31 Mart yerel seçimlerinde AKP'yi yaptığı yanlışlardan dolayı uyardığını belirten Davutoğlu şunları kaydetti:

* Geçtiğimiz yıl tam bugün manifesto yayınlamıştık. Şunlar şunlar yanlış, bu yanlışlardan dolayı 31 Mart seçimleri kaybedildi demiştim. O yanlışlar düzeltilseydi bugün böyle olmazdı. Artık yeni bir dünyada yaşıyoruz. AK Parti’nin 2002’de kurulduğu dönemdeki şartlar yok, 3 ay öncesi bile çok farklı. Birilerinin otoriterliği değil, insan hak ve özgürlüklerini savunması gerekir.

KORONAVİRÜS SÜRECİ ELEŞTİRİLERİ

AKP hükümetinin koronavirüsü ile mücadelede ciddi hatalar yaptığını vurgulayan Davutoğlu, “Corona virüsü Ocak ayında çıkmıştı. Mart ayında tespit edilmişti. Hiç kimse konuşmadan 16 Mart’ta seri tedbir paketleri açıkladım. Ocak ayında ilk virüs ve ölüm vakası olduğunda Türkiye’nin yönetiminde olsaydım 5 paketlik tedbirleri uygulamaya başlardım. Hükümet vahim hatalar yaptı. Krizi öngöremedi. İran ve İtalya’da ölümler zirvedeyken tedbir almadılar. Noktasal, fevri ayaküstü alınmış kararlarla yol alınmaya çalışıldı” ifadelerini kullandı.

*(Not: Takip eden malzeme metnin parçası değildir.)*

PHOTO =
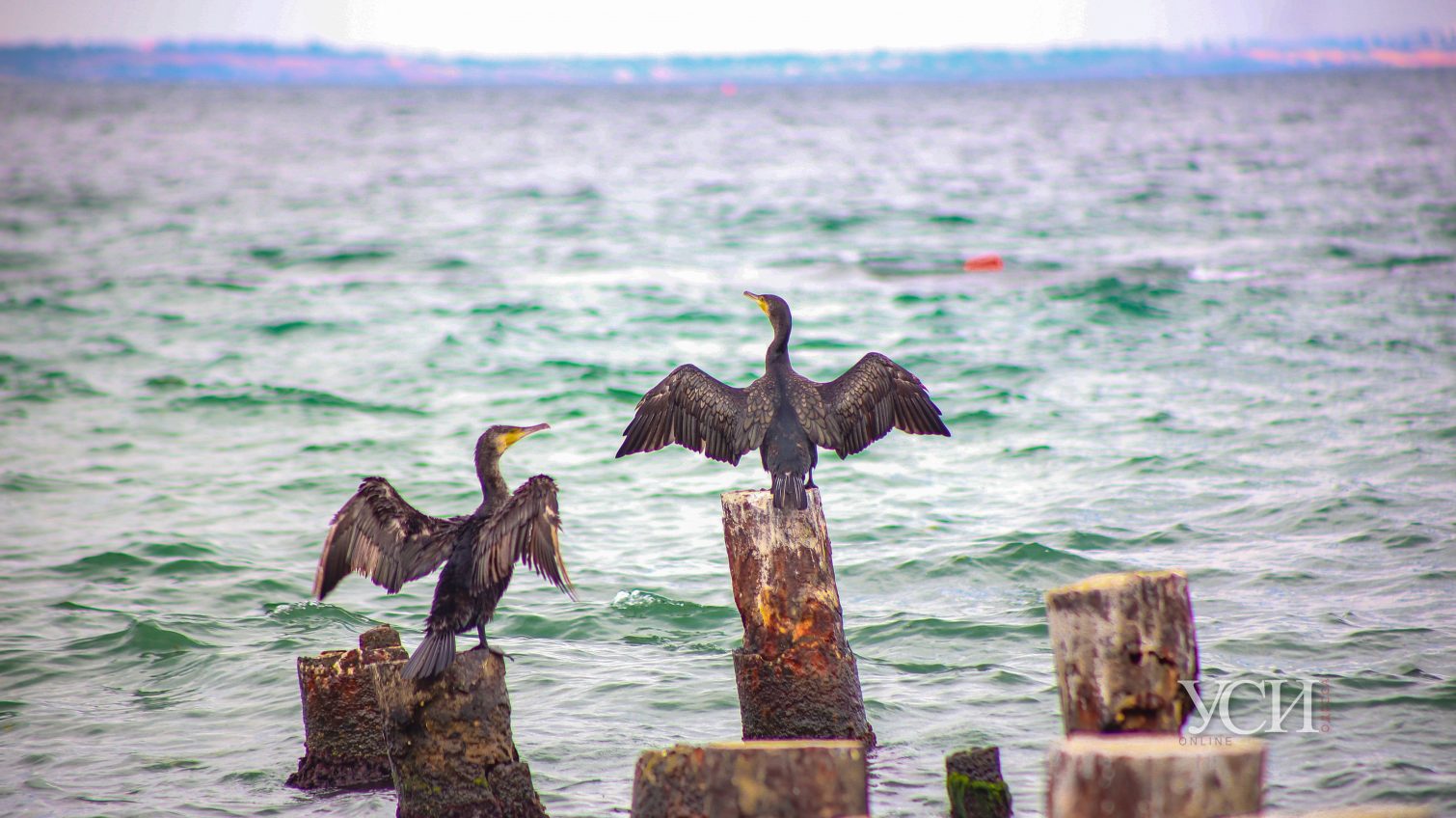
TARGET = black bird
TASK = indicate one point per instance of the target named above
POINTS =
(784, 414)
(383, 537)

Sokağa çıkma yasağının acilen ilan edilmesi önerisinde bulunan Davutoğlu, “Bir Cumhurbaşkanı’nın 17 gün ortaya çıkmaması doğru değildir. Fırsatçı politikalar izlemeyeceksiniz. Sokağa çıkma acil şekilde uygulanmalıdır demiştim ben 16 Mart’ta. Ben her şeyi brifing alarak söylüyorum. Gölge kabinemiz var bizim Gelecek Partisi olarak. Türkiye’nin dışarı açılan İstanbul, Ankara ve sınır illerinde sokağa çıkma yasağı uygulanmalıdır” diye konuştu.

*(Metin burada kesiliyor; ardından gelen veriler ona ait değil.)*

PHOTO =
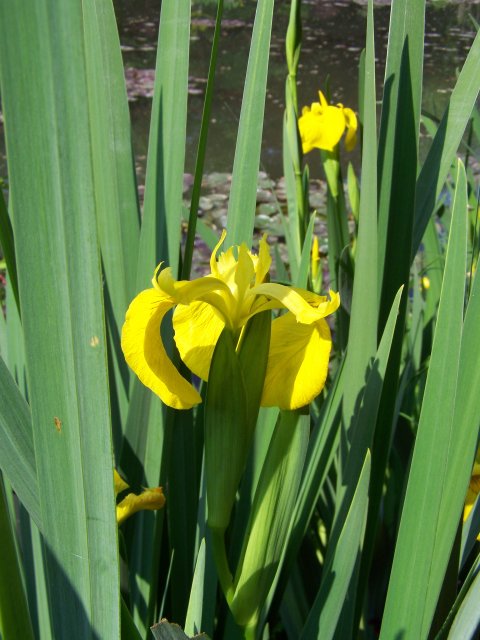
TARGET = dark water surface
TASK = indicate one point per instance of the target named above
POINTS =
(333, 37)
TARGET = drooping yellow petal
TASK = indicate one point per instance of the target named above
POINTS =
(197, 329)
(145, 354)
(297, 362)
(352, 125)
(151, 499)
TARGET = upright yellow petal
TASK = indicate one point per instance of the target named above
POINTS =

Davutoğlu, “Suriye konusunda bütün suçlamalar bana yapılıyor. Ben ‘Emevi Camii’nde Cuma namazı kılacağız' diye birşey demedim. Bunu Cumhurbaşkanı Erdoğan söyledi. Pelikan çetesinin algı operasyonu. Suriye konusunda tek yetkili ben olsaydım durum buraya gelmezdi” ifadelerin kullandı.

“PELİKAN DENİLEN ÇETE KABİNE İÇİNE SIÇRADI”

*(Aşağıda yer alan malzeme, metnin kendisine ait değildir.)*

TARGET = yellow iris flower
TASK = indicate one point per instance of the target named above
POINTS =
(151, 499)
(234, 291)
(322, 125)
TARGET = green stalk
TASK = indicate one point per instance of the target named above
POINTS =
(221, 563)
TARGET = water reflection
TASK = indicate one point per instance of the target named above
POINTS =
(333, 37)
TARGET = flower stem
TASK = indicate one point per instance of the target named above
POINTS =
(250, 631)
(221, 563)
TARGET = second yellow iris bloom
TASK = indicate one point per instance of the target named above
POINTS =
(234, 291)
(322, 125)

Davutoğlu'nun konuşmasına şöyle devam etti:

* Pelikan denilen çete bana saldırdığında herkes sustu. Şimdi kabine içine sıçradılar. Pelikancılara bakın hepsi kripto FETÖ’cülerdir, dışarıyla bağlantısı olanlardır. Pelikancı çetecilerden biri 2016 Eylül ayında Katar’da Akın İpek ile görüştüğüm iddia edildi. Ben o ay yurt dışına çıkmadım. Avukatıma söyledim, gereğini yapacak. Ben babamın projesiyim; bir helal lokma yiyeceksin, iki bu millet için çalışacaksın. FETÖ ben Dışişleri Bakanıyken odamı dinledi. Hiç şüpheniz olmasın bizim yüzümüzden telaşlanıyorlar. Telaşlanmasalar medyayı bize yasak yapmazlar. Ana medyada 4 aydır bir kez haberimiz yapılmadı. Bizim il başkanımız olmak isteyen, üye olmak isteyenlere baskı yapıyorlar. Senin kızın, çocuğun şurada, sen bu işi yapıyorsun diyerek üstü kapalı tehdit ediyorlar. Bunları yapanlar bana Başbakanım diyen insanlar. Biliyorlar bizi bu millet bağrına basar.